Aleks Sandor Milovanovic and Dora Murgu, Interprefy
The backstage of a hybrid event – a complex string puppet called RSIBOX
15 October 2021
Hybrid events have been at the core of Interprefy since its creation in 2014 when remote simultaneous interpreting (RSI) was only accepted as a sideline to in-person events, where complex language pairs or space restrictions could require expanding the pool of in-person interpreting teams to one that also included remote participation. The real breakthrough came in 2018 when Interprefy won their first UN tender and the International Seabed Authority signed on with Interprefy as the first UN agency to replace onsite interpreters for their major meetings with remote interpreters for a whooping cost savings of almost a million dollars. From there it went strength to strength and culminated at WHA73 which was watched by a total of 800 million people worldwide, being the first world health assembly that was fully online in the history of World Health Organizatio).
At Interprefy we have developed our own plug and play equipment (RSIBOX) which can be used onsite for seamless bridge between AV and Remote setups. The RSIBOX originated from experimentation in hybrid environments and is a piece of hardware that has been used on most football championships, Euro 2020 being the most prominent example.
During this webinar Aleks and Dora will speak about what goes on backstage for a seamless hybrid event and discuss the technology behind our RSIBOX. This webinar is oriented at EM TTI students who have a particular interest in interpreting technology, AV systems and hardware.
Dora Murgu. Romanian born and Spanish bred, Dora started her career as a conference interpreter. She soon transitioned into the backstage of interpretation services after creating a pioneering training program for OPI which she later taught at universities across Spain for over six years. She has presented several papers at major industry conferences and published articles on interpreting quality management, interpreter training and OPI service provision in Spain. She has worked for major LSPs and RSI providers for the past 13 years and currently holds the position of Interpreter Engagement Manager at Interprefy, one of the leading RSI platforms on the market. When she’s not immersed in the world of interpreters she threads the waters of the Arabian Gulf with her SUP board in Dubai, where she lives with her family.
Aleks Sandor Milovanovic. Raised in South Africa, Hungarian citizen Aleks Sandor moved to Switzerland in 2014. As one of the most senior members of Interprefy (the 3rd to be precise) he built the original Operations Team for which he was responsible during the first startup phase of the company. Shortly before COVID hit he created the Special Operations Department to more efficiently respond to a high demand of very sensitive clients such as the UN, IMF and UEFA. The innovation that stemmed from his leadership included the Interprefy Gateway solution which was first used at the Google PES 2018 and notably at the UN Hybrid Rooms setup which enabled UN to resume their operations after nearly three months of meetings without interpretation. In his spare time, Aleks enjoys kayaking and cycling around lake Zurich.
Neural MT can facilitate communication in a way that surpasses previous MT paradigms, but there are also consequences of its use. As with the development of any technology, MT is not ethically neutral, but rather reflects the values of those behind its development. This talk considers the ethical issues around MT, beginning with data gathering and reuse and looking at how MT fits with the values and codes of the translator. If machines and systems reflect value systems, can they be explicitly ‘good’ and remove bias from their output? What is the contribution of MT to discussions of sustainability and diversity? Rather than promoting an approach that involves following a set of instructions to implement a technology unthinkingly, this talk will highlight the importance of a conscious decision-making process when designing a data-driven MT workflow.
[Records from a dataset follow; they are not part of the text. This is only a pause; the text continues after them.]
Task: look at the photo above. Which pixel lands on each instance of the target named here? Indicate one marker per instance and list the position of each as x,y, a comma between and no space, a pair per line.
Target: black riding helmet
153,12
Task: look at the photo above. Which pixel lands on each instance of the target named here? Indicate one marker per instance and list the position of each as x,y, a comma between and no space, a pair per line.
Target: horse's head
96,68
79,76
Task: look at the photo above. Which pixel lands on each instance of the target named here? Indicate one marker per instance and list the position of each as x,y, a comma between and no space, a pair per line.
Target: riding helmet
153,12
Joss Moorkens is an Associate Professor and Chair of postgraduate translation programmes at the School of Applied Language and Intercultural Studies at Dublin City University. He is also a Funded Investigator with the ADAPT Centre and a member the Centre for Translation and Textual Studies. He has authored over 50 journal articles, book chapters, and conference papers on translation technology, user interaction with and evaluation of machine translation, translator precarity, and translation ethics. He is General Coeditor of the journal Translation Spaces with Prof. Dorothy Kenny, and coedited the book ‘Translation Quality Assessment: From Principles to Practice’, published in 2018 by Springer, and special issues of Machine Translation (2019) and Translation Spaces (2020). He leads the Technology working group (with Prof. Tomas Svoboda of Charles University) as a board member of the European Masters in Translation network and sits on the advisory board of the Journal of Specialised Translation.
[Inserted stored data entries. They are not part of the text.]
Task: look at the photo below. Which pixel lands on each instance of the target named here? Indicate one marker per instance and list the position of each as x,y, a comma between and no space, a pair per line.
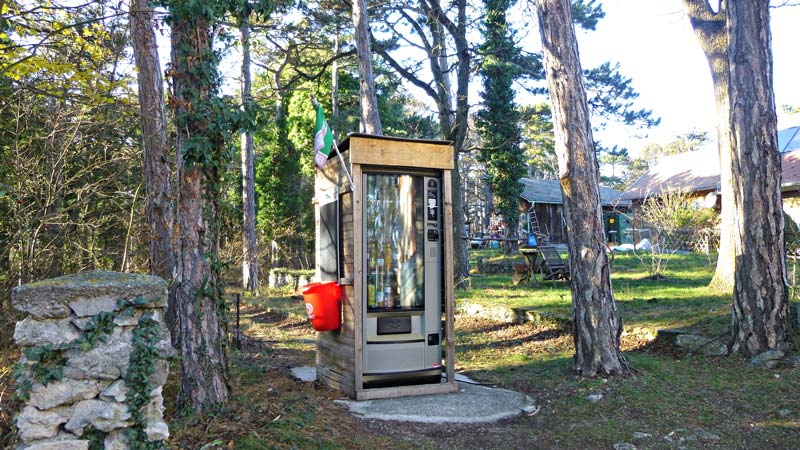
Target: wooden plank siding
382,152
335,349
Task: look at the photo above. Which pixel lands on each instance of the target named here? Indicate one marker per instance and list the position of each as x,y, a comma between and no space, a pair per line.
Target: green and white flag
323,139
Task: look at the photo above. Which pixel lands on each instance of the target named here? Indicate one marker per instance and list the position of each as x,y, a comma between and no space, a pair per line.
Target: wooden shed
379,327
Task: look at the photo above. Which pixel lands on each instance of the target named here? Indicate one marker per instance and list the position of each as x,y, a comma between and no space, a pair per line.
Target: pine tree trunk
159,206
760,296
335,86
198,289
709,27
370,119
596,324
249,242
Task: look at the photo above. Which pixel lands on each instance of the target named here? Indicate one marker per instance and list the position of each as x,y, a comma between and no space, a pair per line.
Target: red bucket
322,304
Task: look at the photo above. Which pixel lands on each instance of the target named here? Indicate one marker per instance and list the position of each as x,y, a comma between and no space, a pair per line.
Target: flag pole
336,148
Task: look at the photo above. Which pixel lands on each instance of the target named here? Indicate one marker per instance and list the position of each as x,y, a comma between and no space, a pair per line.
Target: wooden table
532,259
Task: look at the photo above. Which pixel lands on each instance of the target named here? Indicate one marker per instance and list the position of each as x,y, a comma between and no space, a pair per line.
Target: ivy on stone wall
141,367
A number of staff and students recently attended RANLP 2021 – online this year due to the ongoing pandemic – however, as you can see from the reports below, still a lively and engaging conference.
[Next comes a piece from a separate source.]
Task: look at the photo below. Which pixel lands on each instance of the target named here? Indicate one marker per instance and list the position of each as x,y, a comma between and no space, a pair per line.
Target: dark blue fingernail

Another successful online conference I attended is RANLP. I enjoyed the ability to attend many sessions and workshops from the comfort of my home office😊 RANLP had very interesting keynote speeches, they were quite informative on the ongoing research trends for different NLP groups all over the world. My online presentation went very well, the only thing that I was missing was to see the attendees reactions while talking. I can either concentrate on my slides or the participants 😊 But I was happy from how the research ideas were interesting to many. The RANLP workshops were also excellent. Researchers from top-notch universities gave very interesting presentations. Looking forward to repeating this wonderful experience in the future.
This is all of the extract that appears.